* Posts by SecOps

5 publicly visible posts • joined 21 Nov 2017

Deloitte's 'Test your Hacker IQ' site fails itself after exposing database user name, password in config file

SecOps

Re: Deloitte is awful

Truth is consulting firms are only as good as the staff assigned to your effort. Could be brilliant, could be piss poor. With the larger firms there are tons of bodies, and odds are few of the people involved in the proposal will do actual work.

Dice roll.

Full frontal vulnerability: Photos can still trick, unlock Android mobes via facial recognition

SecOps

Re: Faceunlock

Face unlock provides a reasonable level of security given you aren't being targeted for attack. A photo might unlock the phone, but most people are worried about access to their phone if they lose it. In the event a phone is lost, it is unlikely someone will discover the correct photo to unlock the phone unless there is some indication of the owner displayed somewhere.

Sure it would be bad to do in cases where you may be targeted (e.g. an executive traveling to China) but otherwise it provides a reasonable level of security for most people. And lets be honest, face unlock is more convenient than fingerprints.

Co-op says IT upgrade project going swell since axing IBM

SecOps

Re: The important thing... this shows how IBM is failing...

You missed the part where every competent employee with any knowledge tries to cram out the door before IBM can figure out what needs to be knowledge transferred. That is if they can even figure out what is in scope for their contract.

I was part of one of these deals last year.

Day one -- everyone has 3 months to find a new job using the job board.

Day 30 -- We miscommunicated the message, please stop looking for jobs (too many people had come to the same conclusion, the internal job board was harder to use than external searches).

Day 60 -- scope of the contract still seems unclear, huge issues arising from the fact the client has tons of data that can't go overseas as it can't be access by non-citizens; apparently, no one brought that up.

Day 75 -- I tender my resignation (14 day notice)

Day 84 -- Scheduled call to discuss the enterprise 2fa application, I mention that I am gone in 3 working days (last day was a Monday). Apparently, no one communicated to those organizing KT when people resigned.

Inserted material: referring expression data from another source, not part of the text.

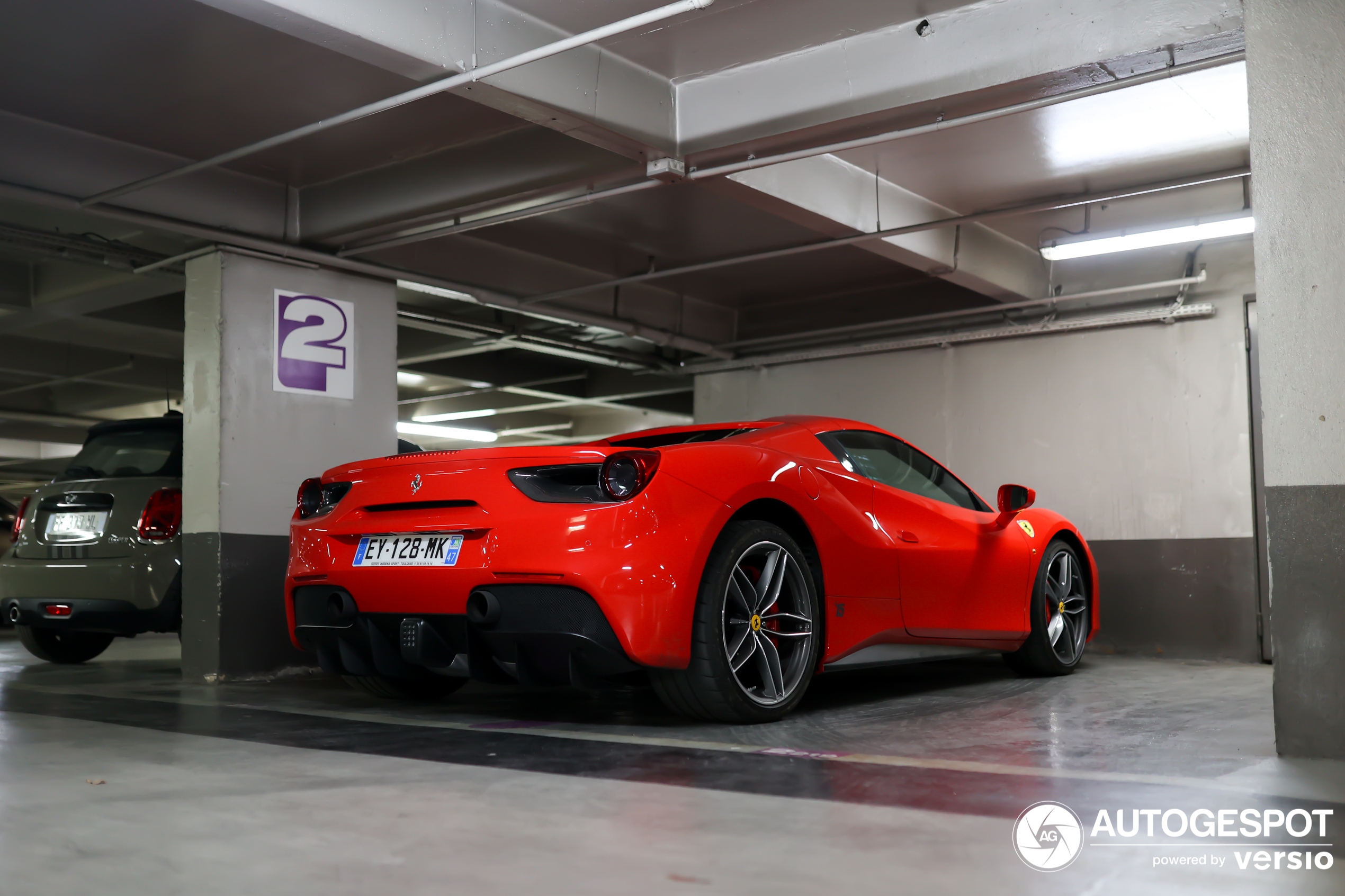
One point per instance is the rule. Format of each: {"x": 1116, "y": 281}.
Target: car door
{"x": 962, "y": 575}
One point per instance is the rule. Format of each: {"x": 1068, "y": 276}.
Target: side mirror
{"x": 1016, "y": 497}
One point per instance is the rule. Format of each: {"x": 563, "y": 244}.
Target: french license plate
{"x": 408, "y": 550}
{"x": 76, "y": 527}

To boot, a lot of the staff that was "retained" by my old org has been filing out, either voluntarily or involuntarily.

IBM kills Global Technology and Global Business Services: It's all ‘IBM Services’ now

SecOps

My thougts also

My first thought was this is just a step toward just selling the whole damn thing off.

Bain: You should sell the divisions

IBM: Well ok, but how do we get ready to do that

Bain: We'll make it look less complex by merging them and then we can move some of the staff around to areas you want to keep.

IBM: That sounds great, we're good at moving people

Bain: Our invoice is in the mail, you won't believe how many hours we billed thinking this one up.

National Cyber Security Centre boss: For the love of $DEITY, use 2FA on your emails, peeps

SecOps

Re: Building those capabilities

Just curious if you have ever reviewed the public salary postings for what government jobs pay in the US. At least in some areas I wouldn't qualify it as crap. If you are interested you can lookup California ones via transparentcalifornia.com

For 2016 in Riverside County the lowest paid Security Analyst made 94,766 and the highest paid made 151,657. Just to cherry pick a few others, a Security Analyst for the Modesto Irrigation District was paid 119,406 a Information Security engineer for Santa Clara Country 143,119.59 and so on. I'm not sure I would qualify any of these as paying the least having worked at a fortune 500 previously where I made less than all of these people in a security engineering role. And this is without benefits which tend to be better in general. I don't work for a government agency currently, but you can bet I'm not crossing them off the list for the future.